I plan to follow this lead and replace both it's PT as a precaution while doing the rest of the rebuild - seems worth it. Yes, that will alter the appearance - and while I regrets this visual change, I'll take it for the reliability boost. Within this thread is reference to another covering a full rebuild and the same comments on CL-90 / 120 additions.

Back to sockets - thanks for the inputs. I'll likely continue to research - will be reaching out to Audio Classics on what the current McIntosh units run as sockets - but the suggestions on Beltons seem to be a popular choice, always with good results noted. Thanks for your help!
 
Regarding sockets, I'm sure you are aware, but they are not all the same diameter.

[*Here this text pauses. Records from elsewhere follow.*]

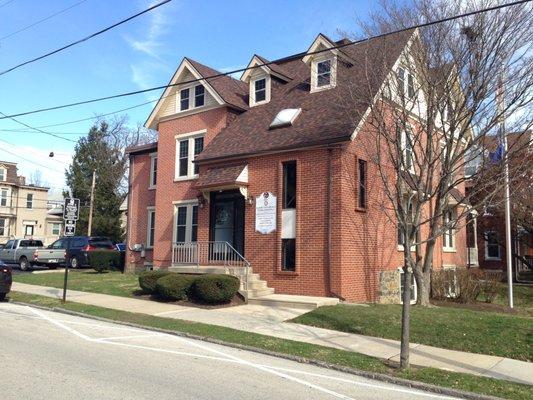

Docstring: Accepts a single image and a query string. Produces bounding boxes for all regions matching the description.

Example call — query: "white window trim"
[249,74,272,107]
[442,209,457,253]
[26,193,35,210]
[400,129,415,174]
[0,217,9,237]
[0,187,11,207]
[311,54,337,93]
[174,129,207,182]
[174,82,207,114]
[148,153,157,190]
[146,206,155,249]
[398,267,418,304]
[172,200,200,244]
[483,231,502,261]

And reliability, the failure of a transformer is usually the symptom of another issue, often capacitor related but could be overstressed tubes. I don't see why they should be replaced. Using Chris's Ferrari analogy, it is like shoehorning in a Toyota engine to cut down the servicing bill.
 
Regarding sockets, I'm sure you are aware, but they are not all the same diameter.

And reliability, the failure of a transformer is usually the symptom of another issue, often capacitor related but could be overstressed tubes. I don't see why they should be replaced. Using Chris's Ferrari analogy, it is like shoehorning in a Toyota engine to cut down the servicing bill.

There's nothing special about the Heathkit sockets. It was a kit, after all. It's quite a job to de-solder and strip the old pins, and they can be easily broken or bent. Assuming the OP plans to use these himself, a complete rebuild would frankly be much easier. And it's not going to hurt the resale value--quite the contrary, IMO.
 
Just measured an early (16309) chassis and its octal sockets are 1 1/8" (about 28mm) ID and 1 1/2" (about 38mm) fixing screw C-C. The miniature sockets are 7/8" (about 22+ mm) ID and 1 1/8" C-C (about 28mm). Totally common sizes in their day, but modern versions can differ.